As consequências são duras: o devedor contumaz não terá acesso a benefícios fiscais, ficará impedido de participar de licitações públicas, de celebrar contratos com o poder público e até de ingressar em recuperação judicial.
Devedor contumaz e a operação Carbono Oculto
Embora o PLP 125/2022 tenha sido apresentado em 2022, a votação acelerada ocorreu após a operação Carbono Oculto, da Polícia Federal. A investigação revelou como distribuidoras de combustíveis e fundos de investimento foram usados para lavagem de dinheiro e evasão fiscal, com participação de fintechs e até de facções criminosas, como o PCC.
A Receita Federal estima que cerca de 1.200 CNPJs concentram R$ 200 bilhões em dívidas tributárias sem perspectiva de recuperação.
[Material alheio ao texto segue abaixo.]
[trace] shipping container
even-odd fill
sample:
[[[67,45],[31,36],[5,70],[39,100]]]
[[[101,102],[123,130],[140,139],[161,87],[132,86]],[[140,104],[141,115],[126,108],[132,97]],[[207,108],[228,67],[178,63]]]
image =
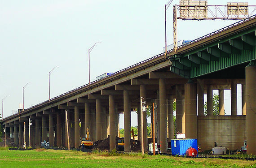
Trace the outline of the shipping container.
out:
[[[198,150],[197,139],[172,139],[171,143],[172,154],[174,155],[185,155],[190,147]]]

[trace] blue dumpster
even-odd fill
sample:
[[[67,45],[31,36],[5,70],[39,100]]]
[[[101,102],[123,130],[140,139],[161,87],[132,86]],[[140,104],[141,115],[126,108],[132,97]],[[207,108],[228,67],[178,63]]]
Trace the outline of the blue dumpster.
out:
[[[172,154],[174,155],[185,155],[190,147],[197,151],[197,139],[172,139]]]

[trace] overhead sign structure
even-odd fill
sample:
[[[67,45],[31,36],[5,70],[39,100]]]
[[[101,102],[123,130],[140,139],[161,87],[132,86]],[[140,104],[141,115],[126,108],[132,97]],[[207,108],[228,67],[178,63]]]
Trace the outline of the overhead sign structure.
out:
[[[256,5],[249,5],[247,2],[228,2],[226,5],[208,5],[207,4],[207,0],[181,0],[179,5],[173,5],[173,50],[175,52],[178,47],[177,19],[244,19],[252,16],[256,10]],[[249,7],[252,8],[250,13]],[[177,16],[178,14],[179,16]]]

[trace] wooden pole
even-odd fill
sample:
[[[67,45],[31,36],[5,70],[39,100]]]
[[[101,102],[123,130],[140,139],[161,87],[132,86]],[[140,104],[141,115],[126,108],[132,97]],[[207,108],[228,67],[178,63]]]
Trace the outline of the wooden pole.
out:
[[[30,141],[30,118],[28,118],[28,136],[29,138],[29,148],[31,148],[31,141]]]
[[[23,123],[23,129],[24,131],[23,133],[23,147],[25,149],[26,148],[26,142],[25,141],[25,122]]]
[[[141,97],[141,152],[142,155],[144,154],[144,143],[143,138],[143,114],[142,112],[142,97]]]
[[[155,155],[155,134],[154,134],[154,103],[153,103],[153,126],[152,126],[152,135],[153,135],[153,152],[154,155]]]
[[[4,147],[6,147],[6,126],[4,125]]]
[[[70,144],[69,143],[69,135],[68,134],[68,122],[67,122],[67,112],[66,112],[66,110],[65,111],[65,113],[66,113],[66,135],[67,136],[67,146],[68,146],[68,150],[69,151],[70,150]]]

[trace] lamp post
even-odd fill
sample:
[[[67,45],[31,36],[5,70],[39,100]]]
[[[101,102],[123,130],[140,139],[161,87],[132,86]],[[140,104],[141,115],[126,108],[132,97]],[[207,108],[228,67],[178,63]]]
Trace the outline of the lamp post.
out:
[[[171,5],[171,4],[172,4],[172,2],[173,0],[171,0],[169,1],[169,2],[167,3],[167,4],[165,4],[165,10],[164,11],[164,15],[165,17],[165,56],[166,56],[166,55],[167,54],[167,40],[166,38],[166,10],[167,10],[168,8],[169,8],[169,6]]]
[[[23,93],[23,95],[22,95],[22,102],[23,102],[23,104],[22,104],[22,112],[24,112],[24,90],[25,89],[25,88],[26,88],[26,87],[27,86],[27,85],[28,85],[29,83],[31,83],[31,82],[28,82],[27,83],[25,86],[24,86],[24,87],[23,87],[22,88],[22,93]]]
[[[94,46],[95,46],[95,45],[96,45],[96,44],[97,43],[102,43],[102,42],[97,42],[95,43],[94,43],[94,44],[93,44],[93,46],[92,46],[92,47],[90,48],[89,48],[88,51],[88,60],[89,60],[89,85],[90,85],[90,84],[91,83],[90,81],[90,52],[91,52],[92,51],[92,50],[93,50],[93,47],[94,47]]]
[[[53,68],[53,69],[52,69],[52,70],[51,70],[50,72],[49,72],[49,101],[50,101],[50,99],[51,99],[51,98],[50,97],[50,75],[51,75],[53,70],[54,70],[54,69],[55,68],[59,68],[59,67],[60,67],[59,66],[56,66],[54,67]]]
[[[4,100],[7,96],[9,96],[9,95],[6,95],[2,99],[2,120],[4,119]]]

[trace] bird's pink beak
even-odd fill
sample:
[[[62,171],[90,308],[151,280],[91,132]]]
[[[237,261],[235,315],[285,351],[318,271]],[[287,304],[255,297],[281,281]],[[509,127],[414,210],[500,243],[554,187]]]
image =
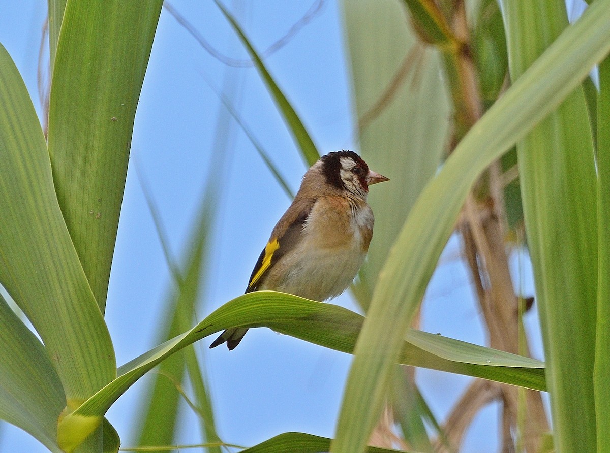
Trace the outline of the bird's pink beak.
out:
[[[384,181],[389,181],[390,178],[387,178],[383,175],[381,175],[379,173],[376,173],[373,170],[369,170],[368,173],[367,174],[367,186],[371,185],[372,184],[376,184],[378,182],[383,182]]]

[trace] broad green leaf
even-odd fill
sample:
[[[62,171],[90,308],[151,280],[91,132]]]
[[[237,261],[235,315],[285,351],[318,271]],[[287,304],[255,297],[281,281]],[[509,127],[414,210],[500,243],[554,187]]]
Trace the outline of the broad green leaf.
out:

Esse cenário ajudou a construir consenso no Senado de que o devedor contumaz é uma ameaça direta à concorrência leal e ao ambiente de negócios.
Setores mais propensos a sonegação
A prática da contumácia fiscal é recorrente em setores de grande circulação de mercadorias e alta possibilidade de esconder patrimônio. Entre os mais expostos:
- Combustíveis: distribuidoras de fachada e postos registrados em nome de laranjas;
- Varejo de alto giro: comercialização de grandes volumes com emissão irregular de notas fiscais;
- Bebidas e derivados: produção paralela ou adulterada para reduzir carga tributária;
- E-commerce cinza: vendas digitais de produtos importados irregularmente ou sem nota fiscal.
Essas atividades, pela velocidade e pelo volume de transações, são terreno fértil para empresas conhecidas como “casca de ovo”: no papel, parecem regulares, mas na prática não possuem patrimônio ou estrutura operacional real.
Direitos e deveres do devedor contumaz na nova lei
Além de definir sanções, o Código de Defesa do Contribuinte lista direitos básicos, que também se aplicam em casos de contumácia:
- direito a atendimento com respeito e linguagem clara;
- acesso a processos administrativos e prazos razoáveis de decisão;
- sigilo das informações do contribuinte;
- possibilidade de recorrer de decisões contrárias.
Em contrapartida, o contribuinte — inclusive o devedor contumaz — deverá cumprir suas obrigações tributárias, declarar operações relevantes, guardar documentos fiscais e acatar decisões judiciais e administrativas.
Programas de conformidade e incentivo ao bom pagador
O texto aprovado não foca apenas em punição. Foram criados programas de conformidade, como o Confia e o Sintonia, que beneficiam empresas regulares com vantagens como:
- bônus de adimplência de até R$ 1 milhão na CSLL;
- prioridade na análise de processos administrativos;
- flexibilização de garantias em execuções fiscais;
- canais simplificados de atendimento com a Receita Federal.
A ideia é reforçar a lógica de que cumprir a lei pode ser mais vantajoso do que tentar burlar o sistema.
Devedor contumaz: lei terá impacto real ou será decorativa?
A grande questão é se o texto aprovado terá efetividade. Há avanços importantes:
- Critérios claros de identificação.
- Punições econômicas diretas, que atingem benefícios, contratos e acesso a crédito.
- Prazo de defesa de 30 dias, com rito simplificado para evitar recursos intermináveis.
Por outro lado, existem obstáculos:
- Judicialização: advogados podem alegar “sanção política” e contestar restrições como o veto à recuperação judicial.
- Estratégias empresariais: grupos sofisticados podem dispersar ativos para escapar dos limites de patrimônio.
- Integração de dados: sem cruzamento eficiente entre Receita, ANP, Bacen e fiscos estaduais, o devedor contumaz pode simplesmente migrar para outro CNPJ.
Diagnóstico final
O projeto aprovado no Senado é fruto de anos de debate, mas ganhou fôlego após escândalos que associaram evasão fiscal a esquemas criminosos. A rapidez da votação reflete a urgência em coibir práticas que corroem a concorrência e fragilizam setores estratégicos da economia.
Se for bem executada, a lei pode reduzir a concorrência desleal, aumentar a segurança jurídica e valorizar empresas que cumprem suas obrigações. Caso contrário, o devedor contumaz continuará operando à margem, e o texto corre o risco de se tornar apenas mais uma promessa de endurecimento sem aplicação prática.